We measured hypothetical confronting by asking participants at the end of the survey (among filler questions about the game) whether they experienced bias based on ‘gender’ or ‘else’, and in a next page we asked whether “If you had an opportunity to message him, do you think you would have confronted the player for his behavior toward the minority individual?” with answer options of ‘Yes, I would have confronted him.’ (1) or ‘No, I would have not confronted him.’ (0). This way we could compare the hypothetical confronting to the actual confronting (where we also use dichotomous coding) in the same analysis.

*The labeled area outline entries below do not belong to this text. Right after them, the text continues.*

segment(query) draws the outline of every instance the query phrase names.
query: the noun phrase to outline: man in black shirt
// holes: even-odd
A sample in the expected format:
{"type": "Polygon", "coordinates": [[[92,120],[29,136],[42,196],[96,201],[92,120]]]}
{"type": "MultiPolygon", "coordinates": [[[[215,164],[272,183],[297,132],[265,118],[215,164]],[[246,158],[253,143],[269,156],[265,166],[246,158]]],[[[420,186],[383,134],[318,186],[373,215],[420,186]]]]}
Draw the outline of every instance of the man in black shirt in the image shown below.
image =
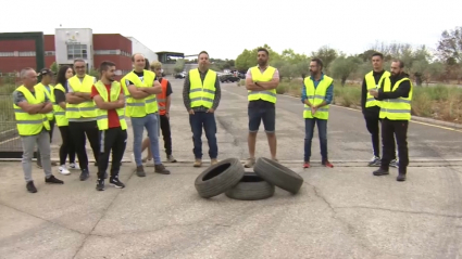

Witnessing paradigm (share game)

We slightly altered the game instruction of the Trust game to increase the cost of confronting by telling participants that the observed player will be their opponent, thus if they confront him, he could punish them by not sharing money. Due to this change, we altered the trust game (in which both players give money) to an ultimatum game (there is a giver and a receiver). However, we told participants that they would not be a giver to their observed player, they will be a receiver. We done it so participants could not plan to punish (confront) the perpetrator by not returning money to him when they play together, instead of messaging him—which would make measurement of confronting arbitrary. To still make sharing seem like the rational behavior, we explained that “receivers” might become “givers” across rounds, and we called this game the “Share Game”. For instructions see appendix on OSF. To decrease suspicion about certain aspects of the game, (student) participants were made to believe that other participants might be non-students from a survey company or a gaming site.

Another change we made is that the perpetrator messaged participants with a prejudicial slur indicating their intention not to share money with the (minority) opponent, and participants could reply before the perpetrator acted on this plan, so participants’ confrontation was consequential (i.e., they could preventively intervene). The message in both conditions were: “well im not giving money to gypsy thieves” (grammar mistake was intentional).

Results

The coding of the responses revealed that 20% (36 out of 182) of participants confronted, 80% did not (continued without replying n = 125, non-confronting replies n = 17, agreed n = 4). In the hypothetical condition, 70% of participants indicated confronting intentions (125 out of 178). Probability-comparison analysis indicated a general overestimation, meaning that hypothetical confronting was significantly higher than actual confronting (z = −9.62, p < 0.001). All study variables were transformed to 0 to 1.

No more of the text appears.